Politica

O ‘golpe’ e a missão impossível que o STF deu a si próprio

(Por J. R. Guzzo, publicado no jornal O Estado de S. Paulo em 28 de maio de 2025)

O Supremo Tribunal Federal, no exercício de suas funções de “editor do Brasil” e ponta-de-lança do grande esforço para nos “recivilizar”, deu a si próprio uma missão impossível. Foi uma má ideia, como em geral acontece com todas as missões impossíveis. Os ministros, sob o comando de Alexandre de Moraes, inventaram um golpe armado que iria derrubar o presidente Lula. Inventaram uma mega investigação da Polícia Federal para produzir provas do golpe. Inventaram um julgamento com cenário de julgamento, como numa série da Netflix, para convencer o público de que tudo aquilo era muito sério, legal e civilizado. Mas a cada sessão do julgamento fica mais óbvio que não houve golpe, que não há prova nenhuma de que houve e que não há a mais remota chance de que alguém realmente acredite que houve.

Há, é claro, quem tomou a decisão de acreditar, o que está plenamente dentro dos seus direitos — é questão de fé, e com questões de fé não se discute. Mas no mundo das realidades o que se tem é o resultado inevitável de empreendimentos que começam com a plantação de uma árvore envenenada. A colheita é rápida e os frutos parecem ter um efeito devastador. Mas tudo o que sai de uma árvore envenenada está contaminado pelo veneno — e os frutos tão promissores que foram colhidos acabam não servindo para nada.

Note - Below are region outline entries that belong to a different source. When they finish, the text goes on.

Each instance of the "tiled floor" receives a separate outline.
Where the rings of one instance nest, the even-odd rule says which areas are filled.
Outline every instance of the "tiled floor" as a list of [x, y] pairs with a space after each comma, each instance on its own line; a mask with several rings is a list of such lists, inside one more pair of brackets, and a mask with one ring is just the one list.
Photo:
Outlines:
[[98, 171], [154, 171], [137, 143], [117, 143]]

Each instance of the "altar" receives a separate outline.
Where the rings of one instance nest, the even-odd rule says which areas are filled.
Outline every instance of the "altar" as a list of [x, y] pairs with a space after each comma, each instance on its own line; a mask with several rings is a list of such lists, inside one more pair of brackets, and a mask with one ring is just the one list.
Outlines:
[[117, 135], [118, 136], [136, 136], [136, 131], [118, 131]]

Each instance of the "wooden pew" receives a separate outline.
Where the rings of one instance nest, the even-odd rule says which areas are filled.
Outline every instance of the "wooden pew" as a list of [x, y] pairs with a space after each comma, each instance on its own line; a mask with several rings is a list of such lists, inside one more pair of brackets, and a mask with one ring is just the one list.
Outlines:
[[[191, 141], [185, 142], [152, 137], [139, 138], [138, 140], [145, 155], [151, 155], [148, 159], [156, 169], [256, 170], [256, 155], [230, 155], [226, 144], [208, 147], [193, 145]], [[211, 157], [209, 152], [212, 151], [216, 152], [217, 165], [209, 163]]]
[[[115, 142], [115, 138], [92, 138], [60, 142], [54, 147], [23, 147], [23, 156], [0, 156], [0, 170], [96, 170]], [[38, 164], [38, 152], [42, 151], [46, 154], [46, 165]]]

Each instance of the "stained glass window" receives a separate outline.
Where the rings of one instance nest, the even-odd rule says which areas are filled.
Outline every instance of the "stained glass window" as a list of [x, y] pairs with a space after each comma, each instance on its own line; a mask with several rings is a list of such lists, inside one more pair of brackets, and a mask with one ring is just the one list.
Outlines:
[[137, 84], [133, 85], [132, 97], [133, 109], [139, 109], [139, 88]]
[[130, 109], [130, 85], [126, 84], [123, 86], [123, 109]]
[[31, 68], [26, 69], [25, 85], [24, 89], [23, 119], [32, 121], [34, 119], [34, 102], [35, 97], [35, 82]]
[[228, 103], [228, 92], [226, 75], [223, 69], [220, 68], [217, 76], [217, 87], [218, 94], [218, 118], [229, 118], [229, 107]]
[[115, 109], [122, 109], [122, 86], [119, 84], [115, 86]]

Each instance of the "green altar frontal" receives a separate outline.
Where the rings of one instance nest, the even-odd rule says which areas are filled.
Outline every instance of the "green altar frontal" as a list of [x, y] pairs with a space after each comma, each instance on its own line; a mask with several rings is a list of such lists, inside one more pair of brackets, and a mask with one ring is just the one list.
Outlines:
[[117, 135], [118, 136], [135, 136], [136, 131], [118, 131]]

A árvore que produz veneno, nos Processos de Brasília, é a decisão fatal do ministro Moraes de suprimir o processo legal nas acusações — não se pode ficar cumprindo tudo o que a lei manda fazer, resolveu ele, porque a “defesa da democracia contra a extrema direita”, como no caso, vale mais que qualquer outra coisa. As instituições acima de tudo, o STF acima de todos — eis aí o Primeiro Mandamento desta bíblia. Mas eles insistiram em dar as aparências de legalidade jurídica às condenações que queriam fazer desde o começo. Aí não funciona, pois a legalidade jurídica não aceita nenhum fruto da árvore que produz veneno.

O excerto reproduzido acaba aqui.